Many universities have incorporated computational thinking and artificial intelligence (AI) courses into their general education curricula for first-year students. In parallel, efforts have been made to diversify instructional approaches to accommodate students’ varying levels of academic background. However, high-level courses often require substantial prerequisite knowledge and present complex content, resulting in significant cognitive burden. Particularly in stratified AI education models, students enrolled in advanced-level courses frequently experience heightened cognitive overload.
This study examines a machine learning course offered as part of the general education curriculum, aiming to assess students’ cognitive burden, the perceived coherence of course components, and their responses to instructional strategies, with the goal of deriving practical implications for course improvement. Specifically, student responses were structured around differences in perceived difficulty across academic disciplines, preferences for instructional methods (lecture, practice, and project), and experiences of conceptual application during project work.

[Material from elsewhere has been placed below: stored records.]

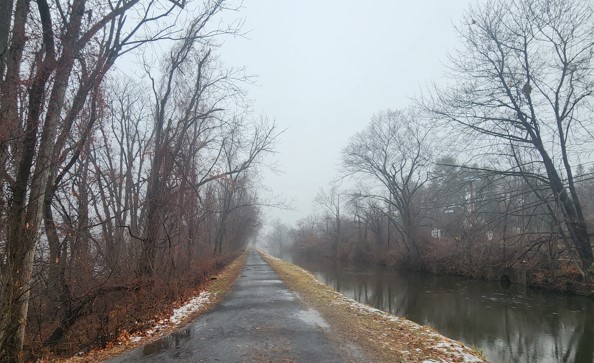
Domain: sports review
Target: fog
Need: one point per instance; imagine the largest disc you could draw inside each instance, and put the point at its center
(325, 67)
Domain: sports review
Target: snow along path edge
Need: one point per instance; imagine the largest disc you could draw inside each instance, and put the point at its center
(454, 350)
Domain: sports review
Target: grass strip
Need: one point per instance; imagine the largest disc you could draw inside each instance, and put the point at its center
(386, 337)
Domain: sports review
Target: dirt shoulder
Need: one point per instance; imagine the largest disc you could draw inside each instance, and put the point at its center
(206, 297)
(386, 337)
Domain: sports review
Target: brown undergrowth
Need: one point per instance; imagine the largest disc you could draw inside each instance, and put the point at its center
(386, 337)
(135, 333)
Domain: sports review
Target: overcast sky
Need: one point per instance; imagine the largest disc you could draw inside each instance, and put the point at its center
(325, 67)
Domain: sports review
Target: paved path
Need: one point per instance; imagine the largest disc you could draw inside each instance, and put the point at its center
(261, 320)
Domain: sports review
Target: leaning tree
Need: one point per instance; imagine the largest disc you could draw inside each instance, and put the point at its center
(522, 85)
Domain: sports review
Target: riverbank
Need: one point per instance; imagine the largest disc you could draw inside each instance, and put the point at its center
(205, 298)
(387, 337)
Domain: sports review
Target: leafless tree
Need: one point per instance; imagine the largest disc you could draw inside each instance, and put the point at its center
(56, 56)
(523, 86)
(392, 152)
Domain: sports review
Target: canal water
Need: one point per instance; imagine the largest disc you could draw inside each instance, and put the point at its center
(507, 323)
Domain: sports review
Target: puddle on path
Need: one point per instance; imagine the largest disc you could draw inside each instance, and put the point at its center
(312, 317)
(171, 341)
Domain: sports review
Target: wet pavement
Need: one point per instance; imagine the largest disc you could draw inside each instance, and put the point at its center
(261, 320)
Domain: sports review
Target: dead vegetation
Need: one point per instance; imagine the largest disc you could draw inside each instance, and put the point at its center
(135, 335)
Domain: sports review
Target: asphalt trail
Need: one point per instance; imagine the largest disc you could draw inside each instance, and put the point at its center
(261, 320)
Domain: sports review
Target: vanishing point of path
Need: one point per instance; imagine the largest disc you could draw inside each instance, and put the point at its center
(260, 320)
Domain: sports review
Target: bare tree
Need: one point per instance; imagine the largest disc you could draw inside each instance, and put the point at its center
(391, 152)
(55, 58)
(524, 86)
(330, 203)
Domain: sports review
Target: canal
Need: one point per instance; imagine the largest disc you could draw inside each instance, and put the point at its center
(507, 323)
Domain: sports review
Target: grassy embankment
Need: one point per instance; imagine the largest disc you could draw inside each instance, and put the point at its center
(386, 337)
(214, 289)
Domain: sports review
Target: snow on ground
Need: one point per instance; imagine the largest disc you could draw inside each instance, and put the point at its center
(176, 317)
(444, 344)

Employing a case study approach, the research draws on survey responses from 135 students, open-ended feedback from course evaluations, and narrative data from project reports. Findings indicate that perceptions of course difficulty and learning burden differ based on academic background and prior experience, with cognitive overload being most pronounced in the artificial neural networks unit. Additionally, weak integration between practice and project phases and limited applicability of practical exercises to real-world problems were found to exacerbate students’ cognitive burden.

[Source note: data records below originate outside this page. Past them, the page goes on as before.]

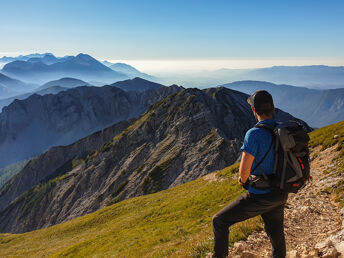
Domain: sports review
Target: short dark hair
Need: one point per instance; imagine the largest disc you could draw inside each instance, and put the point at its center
(262, 102)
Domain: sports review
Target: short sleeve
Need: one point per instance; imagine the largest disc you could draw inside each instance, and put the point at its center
(250, 143)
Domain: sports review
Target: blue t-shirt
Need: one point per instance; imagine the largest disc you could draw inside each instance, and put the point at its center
(257, 142)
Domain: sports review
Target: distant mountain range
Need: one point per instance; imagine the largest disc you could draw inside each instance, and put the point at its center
(317, 107)
(315, 76)
(52, 87)
(136, 84)
(130, 71)
(178, 139)
(7, 59)
(10, 87)
(82, 66)
(50, 90)
(31, 126)
(64, 82)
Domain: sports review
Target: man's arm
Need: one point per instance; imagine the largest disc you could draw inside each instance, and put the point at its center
(245, 167)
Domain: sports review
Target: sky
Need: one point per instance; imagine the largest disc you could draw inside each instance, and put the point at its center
(166, 34)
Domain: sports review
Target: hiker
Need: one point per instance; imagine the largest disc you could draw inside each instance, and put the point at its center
(269, 202)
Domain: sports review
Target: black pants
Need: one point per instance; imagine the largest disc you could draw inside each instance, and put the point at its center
(270, 206)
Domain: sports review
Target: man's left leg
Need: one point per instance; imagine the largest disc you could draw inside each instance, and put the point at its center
(274, 228)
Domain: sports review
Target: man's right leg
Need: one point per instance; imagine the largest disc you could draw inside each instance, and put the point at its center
(241, 209)
(273, 224)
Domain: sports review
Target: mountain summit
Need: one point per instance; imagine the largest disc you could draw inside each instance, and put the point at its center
(182, 137)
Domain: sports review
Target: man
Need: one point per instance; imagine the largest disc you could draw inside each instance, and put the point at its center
(269, 203)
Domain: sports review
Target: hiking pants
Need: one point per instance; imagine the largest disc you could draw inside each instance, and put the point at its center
(270, 206)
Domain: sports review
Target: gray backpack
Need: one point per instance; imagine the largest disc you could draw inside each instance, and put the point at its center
(291, 159)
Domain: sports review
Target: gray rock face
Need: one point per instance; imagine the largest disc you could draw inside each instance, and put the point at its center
(180, 138)
(30, 126)
(56, 161)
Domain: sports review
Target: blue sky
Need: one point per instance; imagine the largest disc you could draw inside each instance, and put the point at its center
(175, 30)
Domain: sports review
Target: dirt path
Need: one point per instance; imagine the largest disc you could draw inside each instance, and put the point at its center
(310, 218)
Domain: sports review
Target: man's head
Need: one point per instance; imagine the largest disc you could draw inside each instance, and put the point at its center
(262, 104)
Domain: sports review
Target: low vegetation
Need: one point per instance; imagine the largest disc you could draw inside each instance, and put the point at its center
(174, 223)
(9, 171)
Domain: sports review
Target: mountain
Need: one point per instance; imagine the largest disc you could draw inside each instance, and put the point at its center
(64, 82)
(81, 66)
(312, 76)
(172, 222)
(50, 90)
(177, 222)
(130, 71)
(317, 107)
(60, 159)
(316, 76)
(107, 63)
(180, 138)
(46, 59)
(10, 87)
(136, 84)
(31, 126)
(6, 59)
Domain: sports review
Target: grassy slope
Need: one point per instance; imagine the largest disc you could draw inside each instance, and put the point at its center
(174, 222)
(9, 171)
(325, 137)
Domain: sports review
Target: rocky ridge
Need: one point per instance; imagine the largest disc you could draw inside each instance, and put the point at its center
(182, 137)
(30, 126)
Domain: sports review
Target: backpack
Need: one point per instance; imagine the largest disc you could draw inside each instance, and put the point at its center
(291, 169)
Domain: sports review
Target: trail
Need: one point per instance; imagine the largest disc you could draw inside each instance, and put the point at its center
(311, 217)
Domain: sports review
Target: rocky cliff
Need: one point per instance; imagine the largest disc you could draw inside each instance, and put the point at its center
(180, 138)
(30, 126)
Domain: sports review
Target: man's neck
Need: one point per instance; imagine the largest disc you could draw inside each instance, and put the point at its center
(261, 118)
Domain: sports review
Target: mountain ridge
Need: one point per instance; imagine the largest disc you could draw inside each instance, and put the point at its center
(180, 138)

These results underscore the need for liberal arts-oriented machine learning courses to ensure sequential integration of theory, practice, and projects while addressing students’ cognitive load. The study concludes by recommending instructional strategies aimed at enhancing learning effectiveness and reducing cognitive overload, including reinforcement of iterative cycles of concept explanation and practice, incorporation of public data-based assignments, and increased instructional flexibility responsive to student feedback.